The current bedtime story list has grown: we're now up to (in strict order) Miss Mary Mack, Mr Brown Can Moo, The Little Book of Hugs, Yummy Yucky, and Goodnight Moon. Each of these has its own favorite phrase or page or illustration, and there is a lot of pointing and conversation and turning back and forth of pages.
Once sleep is firmly established (I've Been Working on the Railroad), it's time for grown-up dinner. This meal has been drifting downwards in quality recently, and hopefully we hit bottom the other night with frozen fish, frozen peas and carrots, and rice. But that's another story.
1 comment:
This is so interesting! I babysit two fifteen-month-olds (a boy born 8 days before Cleo and a girl born the exact day as Cleo).
the girl is now completely weaned (her mom had surgery recently and didn't want any pain meds passed to her daughter), but doesn't like whole milk very much so it's a task getting her enough calcium. so it's good that she loves cheese and yogurt. She drinks milk for me more easily than she does for her parents, oddly enough. She LOVES the playground but some days all she wants to do is watch the dogs run around in the park outside the playground, and she makes the sign for dog, and then she chases the squirrels and makes the sign for dog and says something that (I think) sounds remarkably like squirrel... she loves tofu and lasagna and would eat peas forever, but also REALLY likes to throw food on the ground, I think just so she can laugh while I pick it all up. Her favorite book is Dear Zoo, and she will diligently tell you the sounds of cows, monkeys, and snakes, if you ask her nicely. but her favorite animal is dog, without a doubt. She puts herself to sleep so easily - zip her up in her sleep sack, put her in her crib, she sticks her pacifier in her mouth and tucks her little soft animal blanket thing under her chin and lies down, and then you just walk out of the room and shut the door! sometimes she makes some noises but if she's tired enough, and she's now dropped her morning nap entirely so she usually is tired enough, she just lays there (I assume, 'cause I'm downstairs with the monitor on by that point) until she falls asleep. So cute.

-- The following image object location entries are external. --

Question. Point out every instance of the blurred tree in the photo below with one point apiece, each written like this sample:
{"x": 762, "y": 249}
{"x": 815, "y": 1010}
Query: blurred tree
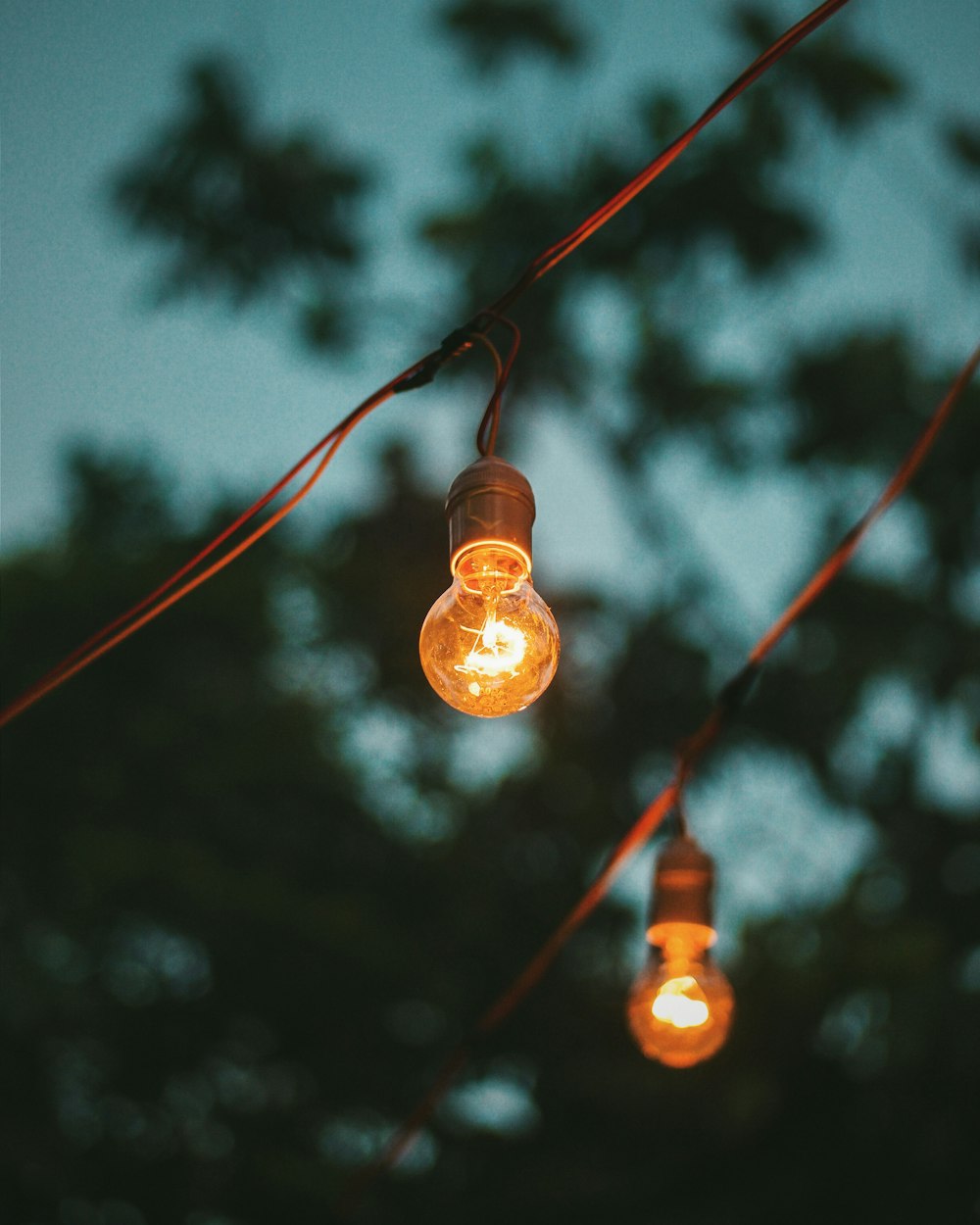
{"x": 256, "y": 880}
{"x": 243, "y": 214}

The boy is the youngest of three, under a 7 year old and a 4 year old, so he is a little different. I've been sitting him since he was five months, so whenever he sees me he gets so excited he wiggles til he falls down. I can't seem to get him to eat chicken, but he'll eat any fruit ever created, and has almost mastered using a spoon for his cheerios-and-yogurt. He'll eat almost anything if I strategically attach it to buttered toast. He's got TONS of teeth, and the other day he took his sister's whole apple when she had eaten off the skin around the whole thing, and started taking bites. It was totally scary so I watched every single bite he took to make sure he wasn't going to choke, but he just took tiny little bites around the whole apple and had the time of his life, and he ate almost all of it! He doesn't have much of an attention span for books (yet?), he still prefers to try and eat them. He loves music so much, he dances and claps and wiggles and dances some more. Also! He's started throwing temper tantrums (learned behavior from his older siblings, like WOAH) - when you take something from him that he's not supposed to have, or something, he just starts screaming and kind of lays down on the ground and pushes himself around, but if you step over him and ignore him, he gets over it in about 15 seconds. totally scary for a kid that young to be throwing tantrums like that, though. He loves bathtime, has stopped trying to drown himself and instead just sits there and splashes and wreaks general havoc.